There was in fact a time when you couldn’t find an osprey, anywhere. Back in the days of DDT. But before there was DDT, and before there were nesting platforms built onto abandoned telephone poles, and before the creaking ferry docks, before hotels with gaping lawns just begging to be the site of your daughter’s wedding reception—before everything else on this island was the osprey.

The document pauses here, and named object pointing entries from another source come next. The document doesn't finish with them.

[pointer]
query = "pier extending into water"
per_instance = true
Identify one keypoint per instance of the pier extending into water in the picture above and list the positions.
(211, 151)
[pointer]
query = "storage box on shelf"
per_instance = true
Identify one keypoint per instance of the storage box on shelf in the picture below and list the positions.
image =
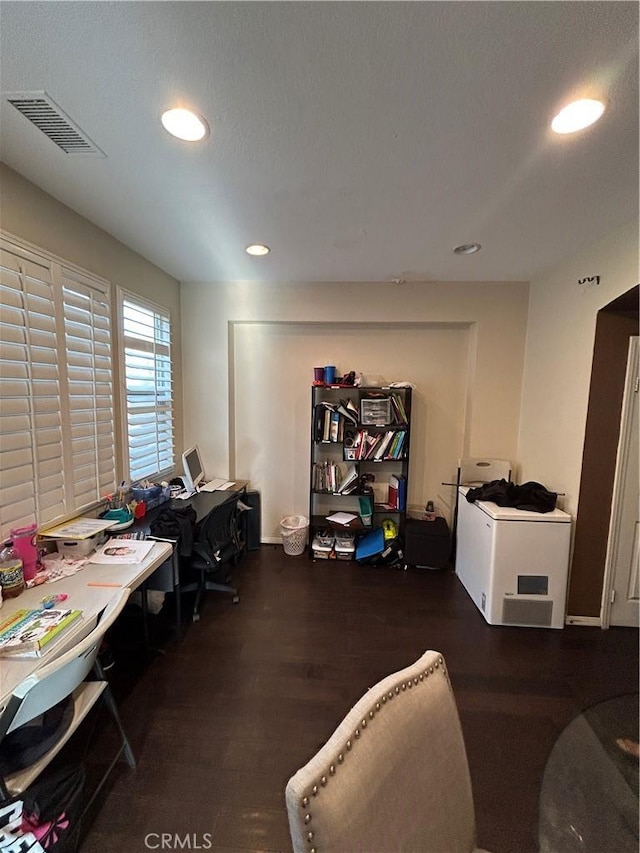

It was the osprey’s cry—kyew, kyew, kyew—that heralded the island’s first European settlers ashore. A blustery autumn day in 1655, and their boat ran aground rather unceremoniously on a promontory known forever after as Shipwreck Point. It was a fortuitous shipwreck: the journeying party managed to wash up on precisely the land for which they’d been aiming. The ship bore a British sugar baron, his young bride, and their entourage, all of whom survived the calamitous landing. They’d come for the island’s fabled forests of white oak: the timber of the sugar barrel.

Within twenty years the baron, an enterprising but not particularly foresighted businessman, had chopped down every last white oak on the island and the local economy was forced to shift its focus sensibly, if obviously, to the surrounding bays of calm and eminently fishable waters. Men with nets began to haul up great catches of moss bunker—menhaden—and churning kettleworks sprang up on Osprey’s shores. There, in massive iron drums over great fires, the fish were cooked down for use in oil and fertilizer, a grueling process so rank and foul that had a group of wealthy New York businessmen not come upon Osprey in the late 1860s and hatched an entrepreneurial plan along her shores the island might well have been known not for its endangered birds and its beaches and sunsets and quaint summer resort hotels but for its unrelenting fish stink. Those rich New York developers bought up the moss bunker business, razed the enterprise to the ground, and relocated every last barrel, net, and cauldron a safe distance downwind, to a rocky brown patch of undesirable New Jersey coast, eradicating every shred of evidence that a fish-processing plant had ever stood and smoked on the island shores. When the Lodge at Osprey Island held its grand opening in the summer of 1874, folks said that, honestly, you never would’ve known.